For all patients, MYC, BCL2, and BCL6 rearrangement statuses were assessed using FISH.²¹ The FISH analysis was performed according to routine procedures with the following standard commercial probes as part of the diagnostic workup: MYC break-apart, BCL2 break-apart, and BCL6 break-apart probes (Vysis/Abbott, DAKO, and Kreatech). In selected cases, FISH data were completed as part of the central pathology review process using Vysis/Abbott break-apart probes for only BCL2 and BCL6.²³ Patients were classified as DH/TH according to the World Health Organization 2016 classification.⁴ 

For PET/CT quality control (QC), we used the ranges as suggested by the guidelines of the European Association of Nuclear Medicine for the hepatic mean standardized uptake value (SUV_mean) and plasma glucose.²⁶ When the hepatic SUV_mean fell outside the suggested ranges, but the total image activity was 50% to 80% of the total injected activity, scans were still included.
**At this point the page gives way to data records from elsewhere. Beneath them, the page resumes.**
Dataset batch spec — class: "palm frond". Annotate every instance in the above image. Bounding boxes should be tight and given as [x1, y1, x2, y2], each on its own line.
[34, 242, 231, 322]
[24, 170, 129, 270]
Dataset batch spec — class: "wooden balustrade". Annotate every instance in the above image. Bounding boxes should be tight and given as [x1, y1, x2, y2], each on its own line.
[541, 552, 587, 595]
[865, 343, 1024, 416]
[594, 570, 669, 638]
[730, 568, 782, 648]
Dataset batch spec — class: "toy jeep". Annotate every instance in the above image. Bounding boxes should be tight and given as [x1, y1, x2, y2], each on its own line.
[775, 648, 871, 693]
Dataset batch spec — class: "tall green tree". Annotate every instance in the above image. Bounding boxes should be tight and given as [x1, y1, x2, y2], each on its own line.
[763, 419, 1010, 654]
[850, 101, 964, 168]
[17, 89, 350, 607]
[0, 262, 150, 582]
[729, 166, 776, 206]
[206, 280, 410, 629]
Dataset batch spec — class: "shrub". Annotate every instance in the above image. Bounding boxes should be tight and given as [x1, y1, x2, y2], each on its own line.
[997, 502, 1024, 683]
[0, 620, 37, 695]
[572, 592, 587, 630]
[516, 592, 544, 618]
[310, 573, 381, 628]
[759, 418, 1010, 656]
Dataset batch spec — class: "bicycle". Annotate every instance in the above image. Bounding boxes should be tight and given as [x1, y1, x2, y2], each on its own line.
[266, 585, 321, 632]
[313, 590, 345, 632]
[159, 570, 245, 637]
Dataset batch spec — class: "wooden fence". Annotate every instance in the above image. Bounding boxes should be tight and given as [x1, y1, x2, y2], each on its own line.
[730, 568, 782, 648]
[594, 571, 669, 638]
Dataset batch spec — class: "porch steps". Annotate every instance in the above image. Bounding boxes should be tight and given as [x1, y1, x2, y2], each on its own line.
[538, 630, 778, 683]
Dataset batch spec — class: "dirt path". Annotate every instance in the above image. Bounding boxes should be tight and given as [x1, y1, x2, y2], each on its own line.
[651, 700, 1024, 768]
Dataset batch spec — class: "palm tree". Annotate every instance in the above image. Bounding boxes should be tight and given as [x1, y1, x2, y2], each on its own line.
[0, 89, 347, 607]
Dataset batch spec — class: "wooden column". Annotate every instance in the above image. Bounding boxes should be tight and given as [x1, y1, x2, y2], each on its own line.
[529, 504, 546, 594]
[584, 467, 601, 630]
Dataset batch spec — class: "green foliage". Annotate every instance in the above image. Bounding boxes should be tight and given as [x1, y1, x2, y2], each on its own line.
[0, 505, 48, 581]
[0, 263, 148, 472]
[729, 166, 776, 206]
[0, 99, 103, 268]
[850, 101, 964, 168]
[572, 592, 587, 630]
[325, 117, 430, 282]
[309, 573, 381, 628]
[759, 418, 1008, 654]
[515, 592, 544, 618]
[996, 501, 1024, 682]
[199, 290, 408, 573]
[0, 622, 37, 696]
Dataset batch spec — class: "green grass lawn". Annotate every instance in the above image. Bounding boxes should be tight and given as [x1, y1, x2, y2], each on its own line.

Moreover, QC rejected scans if (1) scans were incomplete, (2) essential Digital Imaging and Communications in Medicine information was missing, and (3) scans were from a PET-only system. Quantitative PET/CT analysis of all tumor lesions was performed using the ACCURATE tool. MTV was calculated at baseline using the fixed SUV ≥4.0 segmentation method.²⁷ Nontumor 18F-FDG avid regions (eg, brain, kidney, and bladder) adjacent to lesions were manually removed. All scans were reviewed by a nuclear medicine physician, and delineations were performed under the supervision of a nuclear medicine physician who was blinded to the outcome.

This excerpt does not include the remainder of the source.